Self-harm in prisons in England and Wales has reached record levels in recent years (Ministry of Justice, 2020). Self-harm does not necessarily always reflect suicide intention; for some it is used as a way to cope with emotional distress, however, it is considered an important risk factor for suicide.
Indeed, research has shown that for many people in prison, there is a direct link between their self-harm behaviour and subsequent suicide (Hawton et al., 2014). The Prisons and Probation Ombudsman (2014) found that over a third of self-inflicted deaths in prison had a history of self-harm and we know that both men and women in prison are more likely to die by suicide than their counterparts in the community (Fazel et al., 2005; 2009).
Incidents of self-harm also, understandably, put a lot of pressure on prisons and staff who are under a great deal of scrutiny regarding increasing rates. Self-harm incidents can also increase tensions between staff groups and affect the interaction between staff and the people under their care (Taylor et al., 2009; Marzano et al., 2015). Being able to efficiently identify risk of self-harm is therefore crucial.
A recent systematic review of screening tools used in prisons identified a need to develop more robust models, specific to the prison setting (Gould et al., 2018). Ryland et al.’s (2020) recent paper reports on the development and evaluation of such a screening tool used to identify male prisoners at high risk of self-harm.
From a review of relevant prison suicide research, the authors developed an 11-item screening tool (called OxSHIP) covering a range of factors:
- Historical (e.g. have you ever attempted suicide or self-harmed outside of prison?),
- Clinical (e.g. have you ever had psychiatric treatment by a medical professional?),
- Social (e.g. do you have friends or family you feel close to?); and
- Prison-related (e.g. have you been in prison before?).
Two adult male prisons in England (Wormwood Scrubs in London and Woodhill in Milton Keynes) took part in the study. The screening tool was administered to new receptions into the prisons during their first week in custody. Participants were followed up for six months to identify those who subsequently self-harmed. Time from screening to first episode of self-harm, transfer, release or six months post- screening (i.e. end of the follow up period) was considered the ‘at-risk’ period. Self-harm reported by the individuals, their peers or prison officers, was recorded by the prison Safer Custody Team for inclusion. Details of the harm and any treatment were recorded on a standardised form.
Analysis was conducted using Cox proportional hazard regression adjusted for the score at screening. The pre-specified cut-off was a score of 5 (low risk was categorised as a score of <5 and high risk as ≥ 5) and this was used to calculate the sensitivity, specificity, and positive and negative predictive values of the model.

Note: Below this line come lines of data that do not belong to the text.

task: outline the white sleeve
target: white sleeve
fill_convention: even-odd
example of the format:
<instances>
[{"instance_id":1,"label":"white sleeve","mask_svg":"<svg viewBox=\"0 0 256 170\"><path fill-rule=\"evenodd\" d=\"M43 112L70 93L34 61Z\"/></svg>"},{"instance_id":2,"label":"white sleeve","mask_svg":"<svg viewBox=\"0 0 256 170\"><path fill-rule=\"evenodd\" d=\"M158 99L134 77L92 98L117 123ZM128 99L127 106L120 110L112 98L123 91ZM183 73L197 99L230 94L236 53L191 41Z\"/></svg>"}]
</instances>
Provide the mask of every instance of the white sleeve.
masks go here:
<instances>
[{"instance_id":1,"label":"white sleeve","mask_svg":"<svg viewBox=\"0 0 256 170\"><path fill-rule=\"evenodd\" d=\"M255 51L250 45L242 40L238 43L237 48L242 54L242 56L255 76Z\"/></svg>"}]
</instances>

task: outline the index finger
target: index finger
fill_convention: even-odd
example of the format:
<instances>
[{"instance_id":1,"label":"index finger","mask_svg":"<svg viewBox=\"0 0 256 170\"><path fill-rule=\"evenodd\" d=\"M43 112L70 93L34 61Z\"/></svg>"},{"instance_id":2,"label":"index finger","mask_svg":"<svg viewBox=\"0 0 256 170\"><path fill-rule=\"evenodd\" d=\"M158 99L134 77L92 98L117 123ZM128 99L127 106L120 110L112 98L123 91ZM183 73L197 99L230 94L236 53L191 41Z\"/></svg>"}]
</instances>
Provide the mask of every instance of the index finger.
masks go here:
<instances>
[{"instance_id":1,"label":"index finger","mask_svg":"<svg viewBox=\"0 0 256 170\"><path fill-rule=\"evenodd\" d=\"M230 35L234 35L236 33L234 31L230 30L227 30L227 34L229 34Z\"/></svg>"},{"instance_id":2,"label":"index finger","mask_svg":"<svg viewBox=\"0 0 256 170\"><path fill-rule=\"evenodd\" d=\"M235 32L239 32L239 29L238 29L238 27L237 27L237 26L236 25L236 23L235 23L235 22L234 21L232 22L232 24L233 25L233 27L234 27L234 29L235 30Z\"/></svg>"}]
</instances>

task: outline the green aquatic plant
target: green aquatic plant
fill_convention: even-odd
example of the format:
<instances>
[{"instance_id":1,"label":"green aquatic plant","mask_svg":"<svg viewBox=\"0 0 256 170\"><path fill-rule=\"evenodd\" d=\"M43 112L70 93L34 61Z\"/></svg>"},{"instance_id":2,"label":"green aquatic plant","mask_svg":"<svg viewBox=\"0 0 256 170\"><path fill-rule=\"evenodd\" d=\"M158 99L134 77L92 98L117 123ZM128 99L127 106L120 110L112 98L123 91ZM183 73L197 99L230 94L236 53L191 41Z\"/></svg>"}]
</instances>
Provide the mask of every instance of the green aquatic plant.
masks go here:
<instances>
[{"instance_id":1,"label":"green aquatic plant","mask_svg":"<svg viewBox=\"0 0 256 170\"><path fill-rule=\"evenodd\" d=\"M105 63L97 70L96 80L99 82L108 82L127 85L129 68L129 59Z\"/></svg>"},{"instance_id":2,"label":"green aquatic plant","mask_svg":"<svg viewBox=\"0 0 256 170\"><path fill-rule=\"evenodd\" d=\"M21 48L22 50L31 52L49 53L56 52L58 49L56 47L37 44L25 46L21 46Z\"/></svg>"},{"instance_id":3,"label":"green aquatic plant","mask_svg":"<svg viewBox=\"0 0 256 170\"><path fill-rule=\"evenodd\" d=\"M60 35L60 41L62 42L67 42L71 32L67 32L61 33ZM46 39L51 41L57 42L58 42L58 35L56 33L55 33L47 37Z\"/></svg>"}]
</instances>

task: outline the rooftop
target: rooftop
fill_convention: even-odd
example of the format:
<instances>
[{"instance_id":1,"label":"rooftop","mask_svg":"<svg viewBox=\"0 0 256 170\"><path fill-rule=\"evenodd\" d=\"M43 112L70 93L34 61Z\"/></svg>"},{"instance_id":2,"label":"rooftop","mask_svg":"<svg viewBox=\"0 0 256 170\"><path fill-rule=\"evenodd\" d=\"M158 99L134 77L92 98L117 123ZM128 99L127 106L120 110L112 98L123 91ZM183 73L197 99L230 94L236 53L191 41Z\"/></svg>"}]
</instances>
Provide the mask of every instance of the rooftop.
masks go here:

The screening tool was administered to 542 male prisoners. Of those, 17 (3.1%) self- harmed in the subsequent six months. Multivariate analyses revealed hazard ratios for the screening items ranged between 0.3 and 9.3. The strongest associations with self-harm were:
- Previous self-harm in prison (adjusted hazard ratio [aHR] = 9.3 [95% CI: 3.3 to 26.6])
- Current thoughts of self-harm (aHR = 7.6 [CI: 2.1 to 27.4])
Of those with a score of 4 and lower (n= 412; 76.0%), 11 (2.7%) later self-harmed. Of those with a score of 5 and higher (n= 130; 34.0%), 6 (4.6%) subsequently harmed themselves. The full 11-item screening tool resulted in an area under the curve (AUC) of 0.66 (0.53 to 0.79).
Multivariate modelling revealed two items from the screening tool were not associated with the outcome (i.e. the first episode of self-harm by an individual). These were:
- ‘Have you ever attempted suicide or self-harmed outside prison?’ and
- ‘Do you have friends or family that you feel close to?’
These items were removed from the model and weighting the remaining nine predictors, according to effect size, resulted in an increased AUC from 0.66 (0.53 to 0.79) to 0.84 (0.76 to 0.92).
The full 11-item screening tool showed moderate discrimination (i.e. ability to predict those who would subsequently self-harm versus those who would not) and poor calibration (i.e. how closely the expected probability compared with the observed risk). The model demonstrated low sensitivity, moderate specificity, very low positive predictive value and a high negative predictive value. The authors concluded that this version of the tool should not be used to identify those at high risk of self-harm.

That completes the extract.